Creating an artistic world beyond binary opposition

BY By Lin Ting | 06-24-2015
(Chinese Social Sciences Today)

A scene in Secret Love in Peach Blossom Land starring non-professional stage actors He Jiong and Xie Na (both standing left on the stage)

 

Taiwan-based playwright and director Stan Lai, known in Chinese as Lai Shengchuan, was highly acclaimed for his avant-garde works a decade ago in Chinese mainland artistic circles. Lai had a modest profile back then built through print media and the limited circulation of his films on the mainland.


His turning point came in 2006 when his play Secret Love in Peach Blossom Land made its mainland premiere starring a predominantly mainland cast, including well-known TV hosts Xie Na and He Jiong, neither of whom are professional stage actors.

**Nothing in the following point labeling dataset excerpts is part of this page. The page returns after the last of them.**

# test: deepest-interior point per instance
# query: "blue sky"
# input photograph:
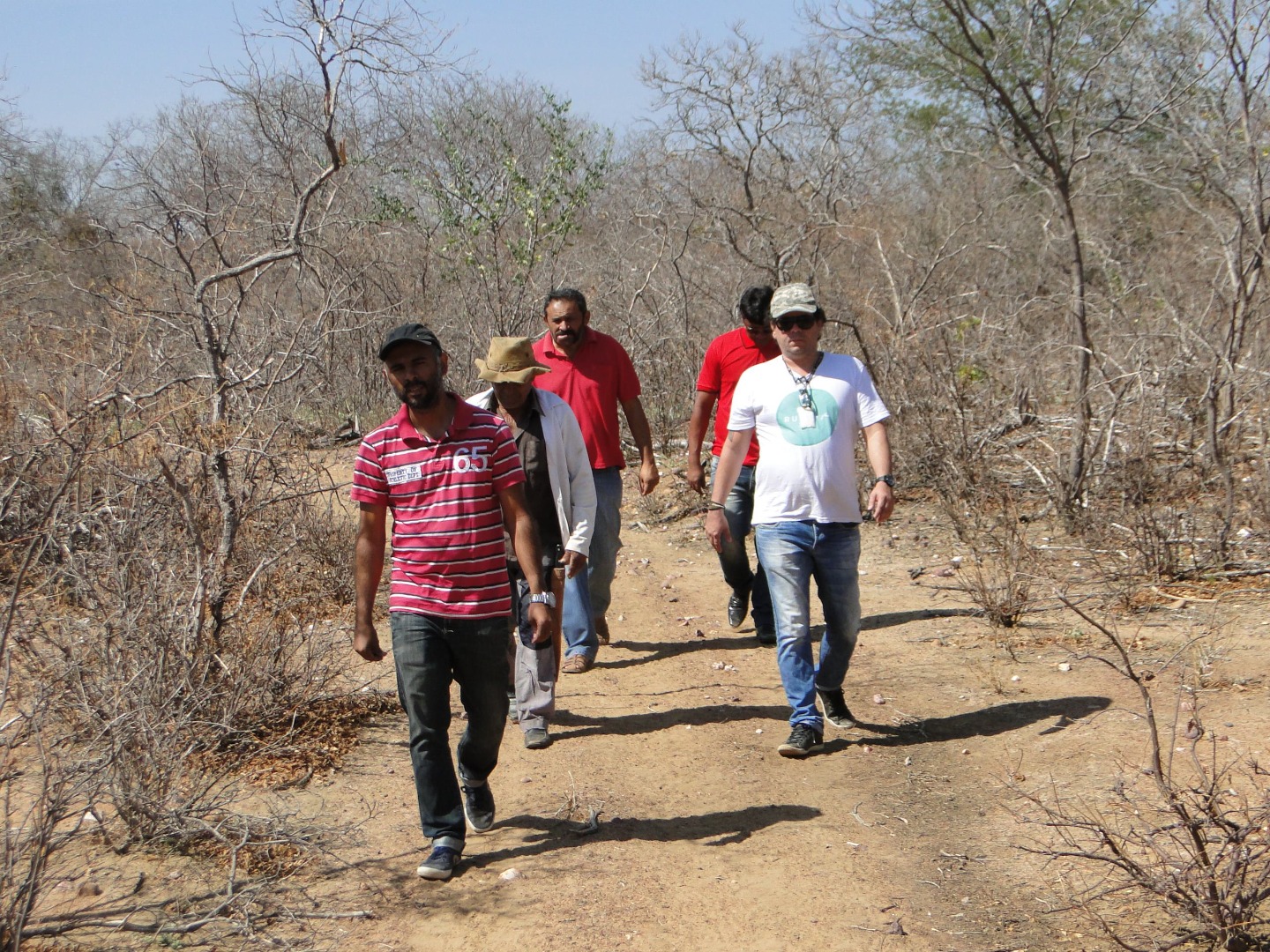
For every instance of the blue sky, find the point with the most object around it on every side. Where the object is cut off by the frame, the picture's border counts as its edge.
(78, 65)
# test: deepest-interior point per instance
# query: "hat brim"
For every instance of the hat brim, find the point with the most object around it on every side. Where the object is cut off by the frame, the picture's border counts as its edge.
(522, 376)
(796, 309)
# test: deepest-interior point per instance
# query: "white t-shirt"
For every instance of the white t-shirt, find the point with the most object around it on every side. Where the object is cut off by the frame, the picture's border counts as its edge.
(807, 461)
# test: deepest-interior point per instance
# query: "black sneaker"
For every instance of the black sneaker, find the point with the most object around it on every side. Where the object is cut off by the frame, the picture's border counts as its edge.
(803, 740)
(479, 807)
(439, 865)
(836, 710)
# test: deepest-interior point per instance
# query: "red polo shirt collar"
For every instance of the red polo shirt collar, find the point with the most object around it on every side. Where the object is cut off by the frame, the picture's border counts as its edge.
(461, 421)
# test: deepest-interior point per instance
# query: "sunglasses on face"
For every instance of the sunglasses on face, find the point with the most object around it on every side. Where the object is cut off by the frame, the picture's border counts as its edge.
(804, 322)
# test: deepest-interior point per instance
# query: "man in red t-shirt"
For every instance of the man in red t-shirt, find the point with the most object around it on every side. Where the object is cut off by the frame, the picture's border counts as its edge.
(727, 358)
(594, 375)
(452, 479)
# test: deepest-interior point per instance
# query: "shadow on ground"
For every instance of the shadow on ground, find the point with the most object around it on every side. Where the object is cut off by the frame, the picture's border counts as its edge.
(984, 723)
(987, 721)
(657, 651)
(718, 829)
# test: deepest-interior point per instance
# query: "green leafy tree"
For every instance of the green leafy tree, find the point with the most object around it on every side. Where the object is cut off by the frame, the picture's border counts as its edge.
(1036, 86)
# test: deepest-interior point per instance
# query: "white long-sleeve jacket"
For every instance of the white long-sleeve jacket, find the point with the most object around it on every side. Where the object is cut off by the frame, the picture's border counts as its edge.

The play was a huge success at the box office. Lai was both lauded by mainland media for the profitability of his play and criticized for allegedly commercializing the art form. Some critics attributed the success of Secret Love in Peach Blossom Land to its star-studded cast, yet implied Xie and He’s inclusion lowered the play’s artistic value.
 

A stereotype persists that only professionally trained actors can perform in stage plays. However, Lai has used non-stage actors in Taiwan for more than 30 years as a theater director. His cast for the 1986 premiere of Secret Love in Peach Blossom Land included a TV host, writer and business manager whose performance sealed the play’s legacy as a classic. As a director, Lai is an advocate of “triggering actors’ motives and giving them autonomy to perform.” He has also noted the “impetus of internal motives among stage actors,” whose external behavior shouldn’t be judged.
 

Lai’s directing philosophy is to let actors reflect their role’s motives and feelings but not to abide by so-called principles and standards of acting. An actor’s competence depends more on their inner openness and sensibility, Lai said, than their training as an actor. TV hosts are naturally more adept at handling the tempo of comedy, as demonstrated by Xie and He’s performances in Secret Love in Peach Blossom Land.
 

In Lai’s plays, the world is an integral whole in which time, space, people, objects and events are intrinsically related to each other. Past and present, reality and illusion are therefore mingled and viewed as equivalents. Seemingly unrelated concepts and people are juxtaposed, with images analogous to others. 
 

In Secret Love in Peach Blossom Land, two troupes of actors mistakenly book a theater for rehearsal at the same time. One performs a modern tragedy called Secret Love; the other performs In Peach Blossom Land, a parody of the fabled utopia described by ancient Chinese poet Tao Yuanming (366-427). Scenery, props and even the actors’ lines start to overlap with one another, infusing the tragic drama with comedy and the comedy with deeply poignant moments.
 

A sense of reality in the tragedy shines through the parody, enriching the layered implications of the latter: politics, love, marriage and humanity. The relationship between “reality” and “utopia” expressed in the parody enlightens the audience of the tragedy to transcend the emotional pain of individuals and reflect on the philosophical notion of life’s impermanence.
 

The play is hence both a comedy and tragedy, profound and understandable, avant-garde and accessible to ordinary people.
 

Lai’s 2008 play The Village is based on cross-Strait relations. While showing respect for historical truth, the play examines “migration” in the permanent changes of history. It does not indulge in pathos. Instead, it is more about the significance of traditions in forming a culture and tenacity in common people’s struggle for survival. It conveys antagonism based on the unique historical background. Rich in profound humanity and with a style mixing sadness and happiness, the play manages to transcend its political barriers. US-born Lai has experienced migration several times in his lifetime, leading him to develop his own understanding of cultural conflict.
 

The Village provides a journey into the culture of juancun, villages built to accommodate Kuomintang soldiers’ dependents after their retreat from the mainland in 1949. It serves as a hub for cultural exchange and assimilation among different people.
 

The depiction of history and happenings in juancun is not restricted to a single dimension in the play. The audience is therefore guided to resolve the antagonism resulting from political conflict, cultural barriers and historical misunderstandings, so that they are capable of developing a peaceful, rational attitude toward history and juancun life. The play’s focus on homesick elderly villagers eager to return to their mainland hometowns has enhanced communication between the mainland and Taiwan.

 

Lin Ting is from the College of Chinese Language and Literature at Fujian Normal University.